O representante de uma vendedora de vacinas afirmou em entrevista à Folha que recebeu pedido de propina de US$ 1 por dose em troca de fechar contrato com o Ministério da Saúde. Luiz Paulo Dominguetti Pereira, que se apresenta como representante da empresa Davati Medical Supply, disse que o diretor de Logística do Ministério da Saúde, Roberto Ferreira Dias, cobrou a propina em um jantar no restaurante Vasto, no Brasília Shopping, no dia 25 de fevereiro. Roberto Dias foi indicado ao cargo pelo líder do governo de Jair Bolsonaro na Câmara, Ricardo Barros.

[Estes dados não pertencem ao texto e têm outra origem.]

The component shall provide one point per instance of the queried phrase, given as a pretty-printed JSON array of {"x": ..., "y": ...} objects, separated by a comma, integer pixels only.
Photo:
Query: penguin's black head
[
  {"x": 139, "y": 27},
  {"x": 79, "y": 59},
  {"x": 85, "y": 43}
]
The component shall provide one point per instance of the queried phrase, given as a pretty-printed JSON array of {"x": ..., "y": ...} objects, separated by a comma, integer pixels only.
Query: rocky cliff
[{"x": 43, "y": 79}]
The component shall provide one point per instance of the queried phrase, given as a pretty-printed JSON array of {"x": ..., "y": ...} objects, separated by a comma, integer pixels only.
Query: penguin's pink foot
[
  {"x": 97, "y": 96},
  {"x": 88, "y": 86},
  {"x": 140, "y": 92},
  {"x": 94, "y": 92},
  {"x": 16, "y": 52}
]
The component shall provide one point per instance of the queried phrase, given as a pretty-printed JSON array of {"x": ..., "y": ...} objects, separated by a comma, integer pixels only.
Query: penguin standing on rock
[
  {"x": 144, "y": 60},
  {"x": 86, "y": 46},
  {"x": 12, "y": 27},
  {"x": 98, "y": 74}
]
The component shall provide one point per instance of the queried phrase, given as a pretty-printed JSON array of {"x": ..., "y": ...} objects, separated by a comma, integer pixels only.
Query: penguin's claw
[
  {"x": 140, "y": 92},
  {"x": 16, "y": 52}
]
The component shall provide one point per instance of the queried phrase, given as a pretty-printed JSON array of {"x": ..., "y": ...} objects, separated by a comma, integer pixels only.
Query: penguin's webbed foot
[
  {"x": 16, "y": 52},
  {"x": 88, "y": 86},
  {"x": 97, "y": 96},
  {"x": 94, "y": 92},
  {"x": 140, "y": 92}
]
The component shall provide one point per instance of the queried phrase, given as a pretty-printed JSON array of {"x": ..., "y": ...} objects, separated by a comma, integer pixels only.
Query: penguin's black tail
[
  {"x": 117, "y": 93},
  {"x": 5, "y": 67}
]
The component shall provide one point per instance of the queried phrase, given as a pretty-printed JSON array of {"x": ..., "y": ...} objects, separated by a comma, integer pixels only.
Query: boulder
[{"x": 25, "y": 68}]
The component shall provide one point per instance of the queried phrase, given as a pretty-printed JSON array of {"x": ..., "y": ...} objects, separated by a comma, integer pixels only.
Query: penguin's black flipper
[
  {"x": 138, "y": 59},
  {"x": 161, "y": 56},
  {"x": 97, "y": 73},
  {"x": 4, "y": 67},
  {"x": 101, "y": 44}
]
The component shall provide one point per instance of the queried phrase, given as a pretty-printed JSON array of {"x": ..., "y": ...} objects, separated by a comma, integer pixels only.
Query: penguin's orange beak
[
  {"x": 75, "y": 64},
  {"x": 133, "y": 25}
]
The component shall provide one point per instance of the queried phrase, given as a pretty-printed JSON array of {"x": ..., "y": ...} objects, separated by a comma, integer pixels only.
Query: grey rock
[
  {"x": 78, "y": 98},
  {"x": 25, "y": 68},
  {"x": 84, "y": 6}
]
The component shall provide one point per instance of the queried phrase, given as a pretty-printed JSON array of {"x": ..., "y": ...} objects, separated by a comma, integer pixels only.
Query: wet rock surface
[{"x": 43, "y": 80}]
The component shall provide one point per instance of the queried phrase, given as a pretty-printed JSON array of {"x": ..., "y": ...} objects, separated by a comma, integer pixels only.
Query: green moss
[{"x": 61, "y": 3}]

A empresa Davati buscou a pasta para negociar 400 milhões de doses da vacina da AstraZeneca com uma proposta feita de US$ 3,5 por cada (depois disso passou a US$ 15,5). “Eu falei que nós tínhamos a vacina, que a empresa era uma empresa forte, a Davati. E aí ele (Dias) falou: ‘Olha, para trabalhar dentro do ministério, tem que compor com o grupo’. E eu falei: ‘Mas como compor com o grupo?'”, contou Dominguetti. “Aí ele me disse que não avançava dentro do ministério se a gente não compusesse com o grupo, que existe um grupo que só trabalhava dentro do ministério, se a gente conseguisse algo a mais tinha que majorar o valor da vacina, que a vacina teria que ter um valor diferente do que a proposta que a gente estava propondo”, afirmou. A Folha perguntou então qual seria essa “forma”. “Acrescentar 1 dólar”, respondeu. Segundo ele, US$ 1 por dose. “Dariam 200 milhões de doses de propina que eles queriam, com R$ 1 bilhão”. “E, olha, foi uma coisa estranha porque não estava só eu, estavam ele [Dias] e mais dois. Era um militar do Exército e um empresário lá de Brasília”, ressaltou Dominguetti.